If ANYONE out there knows of a A/C tech that can volunteer some time, send him to the hospital to fix the medical ward before we all perish, please...




2009 08 07 458am Was That WIND?

The nurse comes and takes my stats. I tell her I feel sorry for the staff, it's not like you can call in sick when you work at the hospital and the air conditioning is broke on the hottest days of the year.

We both moan and commiserate. It has been a windless night. I tell her I have not slept much at all and she says she notices I was up most of the night.

We laugh about my ridiculously HIGH bed.

A slight breath of wind comes by and we GASP, was that the elusive wind?

TODAY is the DONKEY RACES in Carrot Bay and I just wanna cry. I wanna go so badly! My friend in the wheel chair, he says we should just sneak off and go.

He wonders outloud, if I am strong enough to push his chair around Carrot Bay Festival.

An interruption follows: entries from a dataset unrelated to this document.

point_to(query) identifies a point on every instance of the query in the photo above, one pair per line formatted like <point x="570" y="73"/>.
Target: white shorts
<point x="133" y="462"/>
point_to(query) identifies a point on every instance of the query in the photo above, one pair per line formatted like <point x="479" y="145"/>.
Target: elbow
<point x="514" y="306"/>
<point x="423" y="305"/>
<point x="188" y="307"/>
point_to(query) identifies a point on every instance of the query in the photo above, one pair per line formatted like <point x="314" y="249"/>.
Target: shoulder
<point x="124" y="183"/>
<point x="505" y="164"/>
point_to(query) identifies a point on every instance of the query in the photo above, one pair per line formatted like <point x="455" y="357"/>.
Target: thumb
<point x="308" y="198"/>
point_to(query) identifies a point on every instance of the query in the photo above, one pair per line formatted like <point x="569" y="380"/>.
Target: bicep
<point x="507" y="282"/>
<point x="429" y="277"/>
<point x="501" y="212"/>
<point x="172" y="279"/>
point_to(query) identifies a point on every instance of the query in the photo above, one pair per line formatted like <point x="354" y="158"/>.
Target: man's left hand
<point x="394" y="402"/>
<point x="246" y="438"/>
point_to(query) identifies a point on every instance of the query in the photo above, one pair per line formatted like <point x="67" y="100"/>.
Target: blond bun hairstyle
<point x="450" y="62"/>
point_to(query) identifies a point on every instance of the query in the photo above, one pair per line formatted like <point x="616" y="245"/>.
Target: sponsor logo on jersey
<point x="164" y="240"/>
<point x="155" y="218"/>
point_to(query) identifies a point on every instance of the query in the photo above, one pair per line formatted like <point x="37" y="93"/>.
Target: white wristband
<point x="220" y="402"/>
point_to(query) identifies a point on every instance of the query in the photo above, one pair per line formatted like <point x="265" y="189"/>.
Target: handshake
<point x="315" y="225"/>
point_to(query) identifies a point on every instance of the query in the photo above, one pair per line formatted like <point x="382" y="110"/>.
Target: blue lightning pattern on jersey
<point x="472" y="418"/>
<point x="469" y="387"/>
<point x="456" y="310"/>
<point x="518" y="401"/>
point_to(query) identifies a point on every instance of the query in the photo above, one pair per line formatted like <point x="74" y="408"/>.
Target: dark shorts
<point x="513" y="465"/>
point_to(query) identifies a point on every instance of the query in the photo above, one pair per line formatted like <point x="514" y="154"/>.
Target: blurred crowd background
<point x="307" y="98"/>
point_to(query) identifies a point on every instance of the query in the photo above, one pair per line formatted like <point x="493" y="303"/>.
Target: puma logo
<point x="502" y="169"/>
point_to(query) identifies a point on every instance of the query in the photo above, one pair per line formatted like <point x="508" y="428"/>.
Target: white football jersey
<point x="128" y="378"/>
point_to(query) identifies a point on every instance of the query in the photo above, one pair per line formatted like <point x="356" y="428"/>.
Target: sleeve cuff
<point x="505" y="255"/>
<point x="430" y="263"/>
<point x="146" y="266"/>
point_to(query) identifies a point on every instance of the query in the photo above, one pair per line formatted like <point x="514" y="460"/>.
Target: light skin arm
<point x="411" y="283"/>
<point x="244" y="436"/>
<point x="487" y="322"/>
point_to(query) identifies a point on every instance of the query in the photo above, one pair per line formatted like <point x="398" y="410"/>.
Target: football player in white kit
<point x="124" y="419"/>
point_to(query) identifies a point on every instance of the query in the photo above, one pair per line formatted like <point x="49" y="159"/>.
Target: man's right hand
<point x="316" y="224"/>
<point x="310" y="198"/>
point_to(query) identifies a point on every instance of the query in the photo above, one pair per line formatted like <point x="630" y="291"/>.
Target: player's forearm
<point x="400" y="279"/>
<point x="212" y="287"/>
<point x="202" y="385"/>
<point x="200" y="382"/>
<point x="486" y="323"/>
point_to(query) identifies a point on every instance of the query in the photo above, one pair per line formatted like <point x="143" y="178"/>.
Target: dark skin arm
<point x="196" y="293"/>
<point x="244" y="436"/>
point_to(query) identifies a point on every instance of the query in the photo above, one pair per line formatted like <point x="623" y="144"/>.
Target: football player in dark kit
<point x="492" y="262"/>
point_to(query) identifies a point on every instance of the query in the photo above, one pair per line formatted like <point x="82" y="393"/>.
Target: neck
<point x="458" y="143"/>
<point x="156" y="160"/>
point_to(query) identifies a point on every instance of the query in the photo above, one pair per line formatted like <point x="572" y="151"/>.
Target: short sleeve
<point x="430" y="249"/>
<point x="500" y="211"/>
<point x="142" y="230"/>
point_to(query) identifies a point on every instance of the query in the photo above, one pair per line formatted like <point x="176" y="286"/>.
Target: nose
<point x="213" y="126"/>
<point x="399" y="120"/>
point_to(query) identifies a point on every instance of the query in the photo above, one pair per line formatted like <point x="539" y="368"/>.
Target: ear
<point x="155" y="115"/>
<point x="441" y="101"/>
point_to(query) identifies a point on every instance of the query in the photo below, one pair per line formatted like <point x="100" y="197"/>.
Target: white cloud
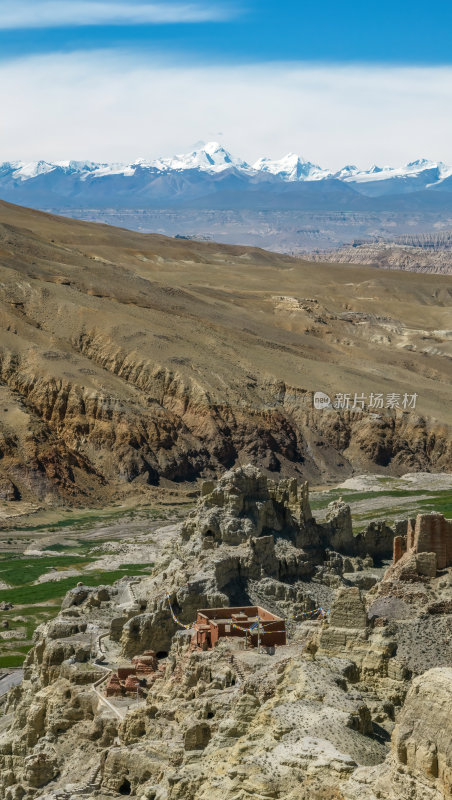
<point x="59" y="13"/>
<point x="107" y="106"/>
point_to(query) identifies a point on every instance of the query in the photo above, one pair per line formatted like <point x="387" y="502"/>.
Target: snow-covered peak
<point x="291" y="168"/>
<point x="211" y="157"/>
<point x="214" y="158"/>
<point x="412" y="170"/>
<point x="24" y="170"/>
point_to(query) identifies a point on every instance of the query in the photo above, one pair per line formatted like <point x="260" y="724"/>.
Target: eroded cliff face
<point x="354" y="706"/>
<point x="127" y="359"/>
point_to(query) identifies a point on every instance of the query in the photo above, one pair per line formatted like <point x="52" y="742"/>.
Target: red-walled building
<point x="251" y="623"/>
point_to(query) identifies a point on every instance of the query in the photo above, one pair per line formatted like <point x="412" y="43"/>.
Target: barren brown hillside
<point x="134" y="358"/>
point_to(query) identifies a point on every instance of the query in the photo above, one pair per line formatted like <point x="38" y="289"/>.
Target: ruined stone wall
<point x="430" y="533"/>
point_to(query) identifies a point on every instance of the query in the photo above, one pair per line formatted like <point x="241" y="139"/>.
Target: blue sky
<point x="394" y="31"/>
<point x="338" y="82"/>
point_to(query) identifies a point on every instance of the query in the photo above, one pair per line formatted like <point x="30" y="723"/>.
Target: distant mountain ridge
<point x="211" y="175"/>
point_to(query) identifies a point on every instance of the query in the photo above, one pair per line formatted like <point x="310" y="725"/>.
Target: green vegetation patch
<point x="7" y="662"/>
<point x="31" y="595"/>
<point x="52" y="590"/>
<point x="19" y="571"/>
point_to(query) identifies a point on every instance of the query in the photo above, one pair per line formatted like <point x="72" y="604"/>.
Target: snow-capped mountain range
<point x="210" y="171"/>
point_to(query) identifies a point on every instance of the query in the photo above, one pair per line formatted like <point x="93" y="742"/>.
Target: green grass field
<point x="28" y="598"/>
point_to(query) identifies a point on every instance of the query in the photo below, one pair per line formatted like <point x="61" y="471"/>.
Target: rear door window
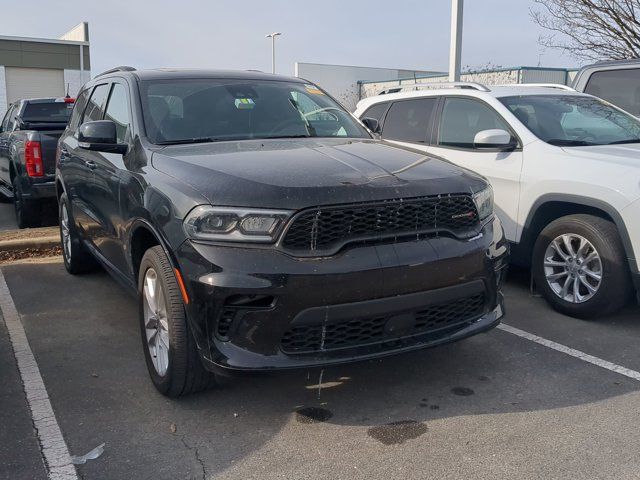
<point x="620" y="87"/>
<point x="95" y="107"/>
<point x="49" y="112"/>
<point x="7" y="118"/>
<point x="408" y="120"/>
<point x="463" y="118"/>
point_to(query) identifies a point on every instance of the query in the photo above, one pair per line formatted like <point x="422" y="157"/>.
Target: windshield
<point x="54" y="112"/>
<point x="201" y="110"/>
<point x="574" y="120"/>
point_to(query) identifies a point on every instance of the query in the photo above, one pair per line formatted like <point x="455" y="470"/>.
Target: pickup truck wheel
<point x="579" y="265"/>
<point x="170" y="350"/>
<point x="76" y="258"/>
<point x="27" y="213"/>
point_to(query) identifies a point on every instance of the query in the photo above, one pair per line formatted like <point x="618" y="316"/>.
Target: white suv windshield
<point x="572" y="120"/>
<point x="190" y="111"/>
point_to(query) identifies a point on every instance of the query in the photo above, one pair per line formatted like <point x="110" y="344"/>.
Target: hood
<point x="299" y="173"/>
<point x="626" y="155"/>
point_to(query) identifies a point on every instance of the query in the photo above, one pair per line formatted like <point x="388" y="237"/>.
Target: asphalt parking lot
<point x="493" y="406"/>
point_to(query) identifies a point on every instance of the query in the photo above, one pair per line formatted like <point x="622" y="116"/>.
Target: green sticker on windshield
<point x="244" y="103"/>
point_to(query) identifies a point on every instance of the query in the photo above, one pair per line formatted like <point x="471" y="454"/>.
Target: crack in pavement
<point x="196" y="454"/>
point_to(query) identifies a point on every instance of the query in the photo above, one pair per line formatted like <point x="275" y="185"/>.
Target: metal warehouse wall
<point x="341" y="81"/>
<point x="42" y="67"/>
<point x="492" y="77"/>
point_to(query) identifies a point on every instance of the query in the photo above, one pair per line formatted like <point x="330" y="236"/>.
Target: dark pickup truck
<point x="28" y="140"/>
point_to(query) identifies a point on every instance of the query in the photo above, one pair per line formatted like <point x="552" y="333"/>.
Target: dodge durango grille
<point x="435" y="319"/>
<point x="327" y="229"/>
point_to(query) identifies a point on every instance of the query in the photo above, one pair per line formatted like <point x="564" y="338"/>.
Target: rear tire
<point x="588" y="258"/>
<point x="76" y="257"/>
<point x="170" y="350"/>
<point x="27" y="211"/>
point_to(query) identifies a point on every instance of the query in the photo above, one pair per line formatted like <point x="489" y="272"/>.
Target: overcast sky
<point x="231" y="34"/>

Push your chair around? I am going to park you and your chair in the shade while I race my donkey, Merman! I point to the sleek Donkey, that is tied up under the tree in the parking lot. (Merman the donkey, LOVES the hospital food...)

My wheel chair bound friend lets his eyes light up and I hand him my camera and show him how to take pictures!

Sooooooooooo... if you see a camerman in a wheelchair, a Mermaid with one good arm, and a Donkey named Merman hitchiking from somewhere near the hospital sidewalk, give us a lift to Carrot Bay please!

We be racing, mon!


2009 08 07 316am and I'm alive and hot!

Somebody just woke up and realized they were in the hospital and put up a BIG FUSS.

And it wasn't me! Not this time! It's somebody else!

I haven't slept at all tonight! I am too hot!

Tomorrow I think I MIGHT have a lead on a fan...

The wind has stopped. If the hospital food doesn't kill us, heat stroke might!

There they go again!
Somebody at the other end of the hall is very unhappy to have woken up in the hospital.

I climb out of my high bed and sneak over to the new part of the hospital, which is blissfully COOL. I find the ONLY cold water fountain and top up my water bottle.

I tiptoe back to my ward and as I pass the swoosh of the double doors, I feel like I am a cookie dough, and I have just stepped into the oven.

I climb up in the chair and into my high bed. I have it as HIGH as it will go, which makes it almost level with the windless window. A tall surgeon could do surgery here, I have it so high!